Mas o processo é tudo menos simples ou linear. Para além desse descontentamento, Maurizio chama a atenção para outro ponto importante. Ao facilitar o acesso a dinheiro ou a crédito para que cada indivíduo resolva os seus problemas pagando, estamos a criar condições para a morte da política enquanto exercício de pensamento do bem comum. Cada cidadão, endividado, torna-se empresário de si próprio e responsável pelo seu próprio financiamento com os proveitos a ficar para quem concedeu o crédito. Por outro, caso as instituições de crédito acabem por falir, o Estado acaba por as compensar (como o exemplo português tão bem demonstra).
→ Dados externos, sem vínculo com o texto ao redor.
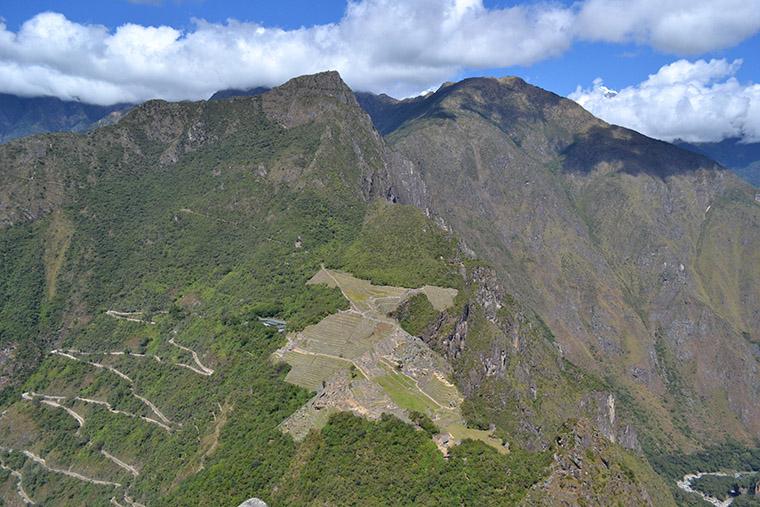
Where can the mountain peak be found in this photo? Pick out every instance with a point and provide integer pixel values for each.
(323, 83)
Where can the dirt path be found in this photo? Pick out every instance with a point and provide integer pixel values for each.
(204, 370)
(191, 212)
(146, 401)
(128, 414)
(129, 468)
(200, 369)
(337, 284)
(309, 353)
(19, 486)
(685, 484)
(41, 461)
(152, 407)
(92, 363)
(53, 402)
(130, 316)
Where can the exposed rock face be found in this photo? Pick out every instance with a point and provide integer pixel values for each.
(23, 116)
(641, 257)
(589, 470)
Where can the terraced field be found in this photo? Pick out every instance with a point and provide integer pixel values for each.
(363, 361)
(310, 370)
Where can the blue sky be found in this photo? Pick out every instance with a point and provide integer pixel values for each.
(619, 64)
(409, 47)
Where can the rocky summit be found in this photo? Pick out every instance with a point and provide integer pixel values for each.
(303, 295)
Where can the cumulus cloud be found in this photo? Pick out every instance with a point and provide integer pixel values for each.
(695, 101)
(395, 46)
(684, 27)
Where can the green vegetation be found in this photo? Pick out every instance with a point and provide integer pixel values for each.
(728, 456)
(722, 487)
(416, 314)
(389, 463)
(424, 422)
(399, 246)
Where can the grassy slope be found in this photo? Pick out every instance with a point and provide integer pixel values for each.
(135, 246)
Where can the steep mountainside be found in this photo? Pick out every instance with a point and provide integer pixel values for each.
(138, 261)
(642, 258)
(743, 158)
(234, 92)
(23, 116)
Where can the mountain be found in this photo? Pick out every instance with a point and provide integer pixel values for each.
(743, 158)
(234, 92)
(641, 257)
(475, 306)
(22, 116)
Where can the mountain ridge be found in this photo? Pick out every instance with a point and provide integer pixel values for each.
(235, 204)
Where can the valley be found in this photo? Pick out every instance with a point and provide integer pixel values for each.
(263, 296)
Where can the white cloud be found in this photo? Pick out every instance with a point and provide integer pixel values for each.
(684, 27)
(395, 46)
(694, 101)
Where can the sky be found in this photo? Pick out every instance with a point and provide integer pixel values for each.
(672, 69)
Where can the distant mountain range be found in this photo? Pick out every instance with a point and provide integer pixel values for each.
(743, 158)
(23, 116)
(489, 297)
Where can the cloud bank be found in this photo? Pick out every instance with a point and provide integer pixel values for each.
(395, 46)
(694, 101)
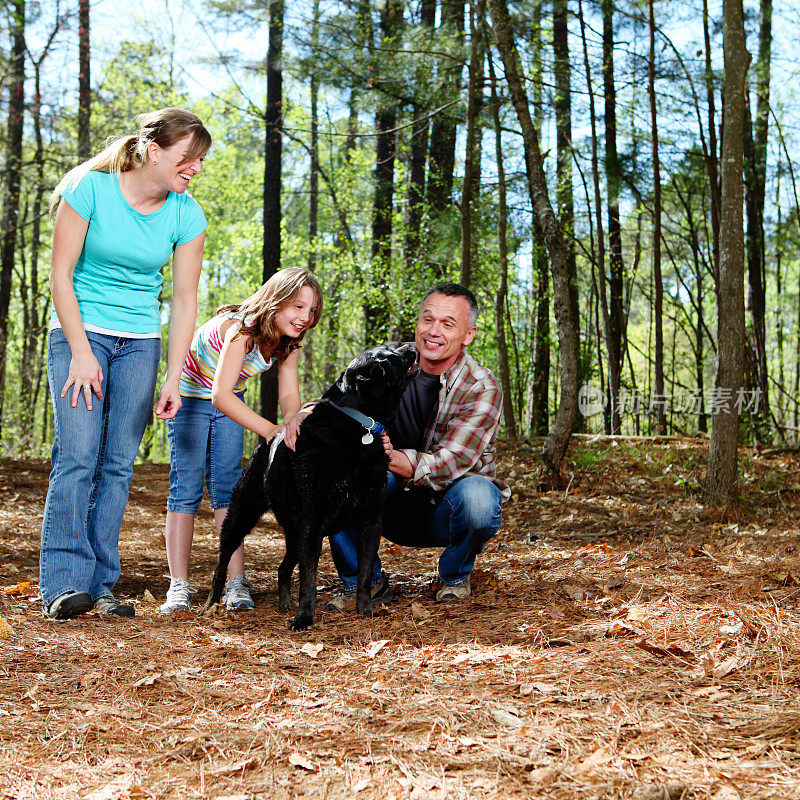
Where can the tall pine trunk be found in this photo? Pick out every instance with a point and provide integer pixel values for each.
(755, 161)
(613, 182)
(502, 246)
(722, 457)
(712, 157)
(558, 440)
(538, 413)
(563, 108)
(12, 178)
(443, 133)
(376, 298)
(418, 150)
(470, 156)
(658, 304)
(84, 86)
(598, 210)
(273, 144)
(313, 192)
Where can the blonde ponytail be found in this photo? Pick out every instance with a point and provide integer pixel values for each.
(165, 127)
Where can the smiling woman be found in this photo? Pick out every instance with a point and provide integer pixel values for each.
(121, 215)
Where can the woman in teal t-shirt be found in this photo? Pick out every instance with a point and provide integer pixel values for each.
(121, 215)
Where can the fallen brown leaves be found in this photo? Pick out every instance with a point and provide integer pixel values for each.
(622, 641)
“Se a economia funcionar eles ganham, se falhar nós pagamos.”
– Maurizio Lazzarato
Todo este mecanismo de crédito e divida, a que é praticamente impossível escapar, gera na sua opinião um potencial de auto-ódio nos cidadãos, onde se nidificam os ideais neo-fascistas. É a ideia normativa de um futuro prometido, comprado a crédito, e da dívida que acompanha o cidadão toda a uma vida que se torna insuportável para os indivíduos, que vêm em qualquer discurso anti-establishment uma forma de escape à realidade onde se vem aprisionados – cá está, sem conceptualizarem os problemas como algo próprio do sistema mas antes como algo de que eles são as únicas vítimas.
Sem melhoria na educação, na saúde ou noutros serviços sociais, a mobilidade social decresce (referiu-se o exemplo dos Estados Unidos da América) e os indivíduos vêm que as promessas que compraram a crédito podem não se concretizar.
A partir daqui a conversa, descentralizou-se e o Brasil deixou de ser exemplo único com o neo-liberalismo tecnocrático a ser o alvo das críticas. No entender do filósofo, o ressurgimento do fascismo não será como anteriormente sob a forma de nacional socialismo mas antes com uma índole liberal, onde o racismo surge como uma das últimas formas de expressão da propriedade — uma ideia extremamente disruptiva em que Maurizio usou Sartre para expressar.
Sartre dizia que um racista (e no caso, um nazi, visto que reflectia sobre os anti-semitas) é uma pessoa com medo de tudo menos do judeus, que faz uso da retórica racista e discriminatória para se sentir proprietário de algo mesmo que seja de uma construção mental – “os nossos empregos”, “as nossas casas”, “os nossos valores”.
Como notas finais, Maurizio Lazzarato levou a sua crítica ainda mais a fundo explicitando a ideia de que a moeda desde a sua criação que promove as desigualdades – aconselhando o discurso de Foucault. E lembrou-nos de que as grandes conquistas no campo democrático, como o sufrágio universal, foram conseguidas pelo proletariado e não pelos intelectuais liberais.
“O rico tem uma voz, o pobre tem meia.”